Clinton’s Family Named In Greentech Fraud Case

fraud
Can I just go one week without being tied to a controversy?

A total of 32 Chinese immigrants had filed lawsuits against Virginia Governor, Terry McAuliffe, and Ex-Democratic presidential candidate, Hillary Clinton’s own brother, Anthony Rodham, over a business plan that had aimed at producing electric cars in the United States.

The Chinese investors had filed a $17 million fraud lawsuit in the Fairfax County, Virginia court last week, alleging that they were swindled out of about $560,000 apiece as a result of the misrepresentations that were made by McAuliffe and Rodham, two of the most politically connected proponents of the business venture, news source reported Tuesday.

The suit is yet another headache for McAuliffe as he mulls a potential presidential bid in year 2020, buoyed in part by the Democrats’ strong showing in the state election earlier this month. McAuliffe had confirmed last year that his business dealings with the foreign nationals were under investigation by the FBI and the federal prosecutors. It’s still unclear whether that probe had involved Greentech or whether the inquiry is still ongoing.

The Chinese investors had plowed their money into the Greentech with the promise of winning permanent residency in the U.S. under a program that was awarding the green cards to foreign-funded ventures that would generate U.S. jobs. However, the suit contends that the investors now face the threat of deportation from the U.S. because the Department of Homeland Security has determined that the Greentech did not generate the number of jobs that were required to sustain the number of visas issued through the so-called EB-5 program.
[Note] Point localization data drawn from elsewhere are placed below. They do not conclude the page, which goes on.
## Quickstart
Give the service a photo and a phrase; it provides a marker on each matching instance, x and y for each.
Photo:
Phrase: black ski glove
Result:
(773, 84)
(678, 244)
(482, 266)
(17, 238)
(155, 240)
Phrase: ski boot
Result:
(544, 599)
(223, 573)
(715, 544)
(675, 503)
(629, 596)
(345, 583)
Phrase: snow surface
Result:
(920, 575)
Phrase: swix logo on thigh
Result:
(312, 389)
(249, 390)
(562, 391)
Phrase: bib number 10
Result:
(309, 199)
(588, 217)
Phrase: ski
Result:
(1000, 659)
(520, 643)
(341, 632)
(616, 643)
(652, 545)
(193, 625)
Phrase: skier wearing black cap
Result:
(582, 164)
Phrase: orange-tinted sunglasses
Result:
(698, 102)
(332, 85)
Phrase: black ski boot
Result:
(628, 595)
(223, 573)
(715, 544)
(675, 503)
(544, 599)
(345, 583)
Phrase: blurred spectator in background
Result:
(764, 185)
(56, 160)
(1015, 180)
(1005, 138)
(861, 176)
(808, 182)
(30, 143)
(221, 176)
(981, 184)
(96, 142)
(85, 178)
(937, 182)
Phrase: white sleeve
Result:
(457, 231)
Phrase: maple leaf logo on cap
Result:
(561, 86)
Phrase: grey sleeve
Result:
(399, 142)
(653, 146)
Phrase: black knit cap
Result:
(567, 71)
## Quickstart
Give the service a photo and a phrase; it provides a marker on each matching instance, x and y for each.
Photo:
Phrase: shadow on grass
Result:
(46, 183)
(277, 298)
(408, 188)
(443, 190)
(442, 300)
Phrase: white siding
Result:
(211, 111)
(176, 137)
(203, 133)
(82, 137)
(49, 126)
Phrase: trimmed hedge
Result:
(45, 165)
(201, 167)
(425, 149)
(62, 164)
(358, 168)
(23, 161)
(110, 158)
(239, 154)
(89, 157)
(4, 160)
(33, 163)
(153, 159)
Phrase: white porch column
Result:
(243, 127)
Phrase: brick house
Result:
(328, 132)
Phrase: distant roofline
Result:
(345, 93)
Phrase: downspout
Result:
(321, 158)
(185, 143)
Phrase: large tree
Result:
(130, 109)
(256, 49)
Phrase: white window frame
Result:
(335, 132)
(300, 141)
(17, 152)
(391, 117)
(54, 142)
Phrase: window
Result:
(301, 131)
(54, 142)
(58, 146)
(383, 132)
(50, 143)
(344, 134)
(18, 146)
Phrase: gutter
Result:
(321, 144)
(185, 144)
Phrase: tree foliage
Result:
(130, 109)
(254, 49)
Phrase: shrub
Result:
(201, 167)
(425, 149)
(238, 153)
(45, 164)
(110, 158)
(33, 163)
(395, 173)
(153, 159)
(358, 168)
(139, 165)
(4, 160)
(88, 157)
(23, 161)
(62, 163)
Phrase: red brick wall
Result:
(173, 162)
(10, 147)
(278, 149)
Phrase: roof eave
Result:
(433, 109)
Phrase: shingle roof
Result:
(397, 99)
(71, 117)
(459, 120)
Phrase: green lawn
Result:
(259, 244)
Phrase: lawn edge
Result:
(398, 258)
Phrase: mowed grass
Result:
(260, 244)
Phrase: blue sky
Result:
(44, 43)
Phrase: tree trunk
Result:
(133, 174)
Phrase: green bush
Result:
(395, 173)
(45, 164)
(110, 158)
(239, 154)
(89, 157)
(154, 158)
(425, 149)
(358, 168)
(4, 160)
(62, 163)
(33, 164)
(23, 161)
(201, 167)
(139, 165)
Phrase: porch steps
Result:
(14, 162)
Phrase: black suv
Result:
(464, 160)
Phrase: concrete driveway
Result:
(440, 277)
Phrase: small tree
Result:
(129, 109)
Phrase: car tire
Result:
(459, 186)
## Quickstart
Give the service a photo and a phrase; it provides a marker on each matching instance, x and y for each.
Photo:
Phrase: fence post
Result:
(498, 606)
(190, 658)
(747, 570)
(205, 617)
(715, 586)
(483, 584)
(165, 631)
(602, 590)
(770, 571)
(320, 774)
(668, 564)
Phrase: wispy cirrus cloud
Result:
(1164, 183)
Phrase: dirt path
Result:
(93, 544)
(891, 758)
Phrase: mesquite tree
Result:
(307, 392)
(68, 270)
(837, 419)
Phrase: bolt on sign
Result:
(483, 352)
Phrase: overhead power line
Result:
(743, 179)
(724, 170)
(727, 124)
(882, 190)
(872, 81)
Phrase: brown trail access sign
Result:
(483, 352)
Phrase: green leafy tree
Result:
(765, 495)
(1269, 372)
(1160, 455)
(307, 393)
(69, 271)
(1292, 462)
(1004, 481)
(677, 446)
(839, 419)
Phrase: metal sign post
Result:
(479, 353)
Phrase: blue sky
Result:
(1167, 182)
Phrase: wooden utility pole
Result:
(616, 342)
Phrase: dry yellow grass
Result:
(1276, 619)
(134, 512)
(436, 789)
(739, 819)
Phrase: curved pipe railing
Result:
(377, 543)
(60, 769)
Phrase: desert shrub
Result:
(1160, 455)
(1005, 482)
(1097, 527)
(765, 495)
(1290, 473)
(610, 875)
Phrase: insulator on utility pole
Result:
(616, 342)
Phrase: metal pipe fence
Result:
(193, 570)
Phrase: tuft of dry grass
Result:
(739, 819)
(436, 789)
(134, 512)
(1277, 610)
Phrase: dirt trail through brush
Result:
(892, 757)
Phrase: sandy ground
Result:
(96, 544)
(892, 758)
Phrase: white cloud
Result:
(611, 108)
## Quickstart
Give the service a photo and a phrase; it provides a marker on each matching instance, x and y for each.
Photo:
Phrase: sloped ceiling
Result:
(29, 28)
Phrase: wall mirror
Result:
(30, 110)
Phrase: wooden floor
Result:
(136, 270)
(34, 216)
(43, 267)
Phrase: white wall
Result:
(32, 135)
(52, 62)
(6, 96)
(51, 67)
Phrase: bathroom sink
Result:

“Plaintiffs now face the prospect of having to uproot their families once again, with the expense and stress of deportation to China looming before them,” the suit further says, accusing McAuliffe, Rodham, and the Greentech founder Charles Xiaolin Wang, and others of running a “scam.”

The suit also says that McAuliffe and Rodham did several tours through China to talk to the Chinese citizens about investing in their electric car startup. As the brother-in-law of former President Bill Clinton and brother of the then-Secretary of State Hillary Clinton, Rodham had appeared to serve as a means of attracting Chinese interest in this venture.

“Defendants milked these connections in marketing materials,” the suit adds saying, “Defendants exploited those relationships to assure investors of both the success of the company and their ability to obtain U.S. Citizenship and Immigration Services (“USCIS”) approval of the visa applications.”

McAuliffe’s spokeswoman, Crystal Carson, went on to push back against these claims in the suit and noted that McAuliffe gave up his role in Greentech almost five years ago.

“We strongly reject this baseless suit which has no merit whatsoever. The claims, which regurgitate old political attacks regarding a company that Governor McAuliffe left five years ago, were brought by a lawyer with conservative ties,” Carson stated in her statement. “We are confident it will be dismissed.”

Scott Abeles, one of the attorneys who had drafted the suit, disputed having any political motivation against McAuliffe or Rodham.

“I represented the Chamber of Commerce once or twice … I’m not a conservative dude,” Abeles, of the Los Angeles-based Gerard Fox law, said in an interview on Tuesday.

Adam Campbell is a former military brat, who grew up all over the world--but considers Milwaukee, WI, where he and his wife currently live, to be his home. He enjoys reporting the real news, without bias.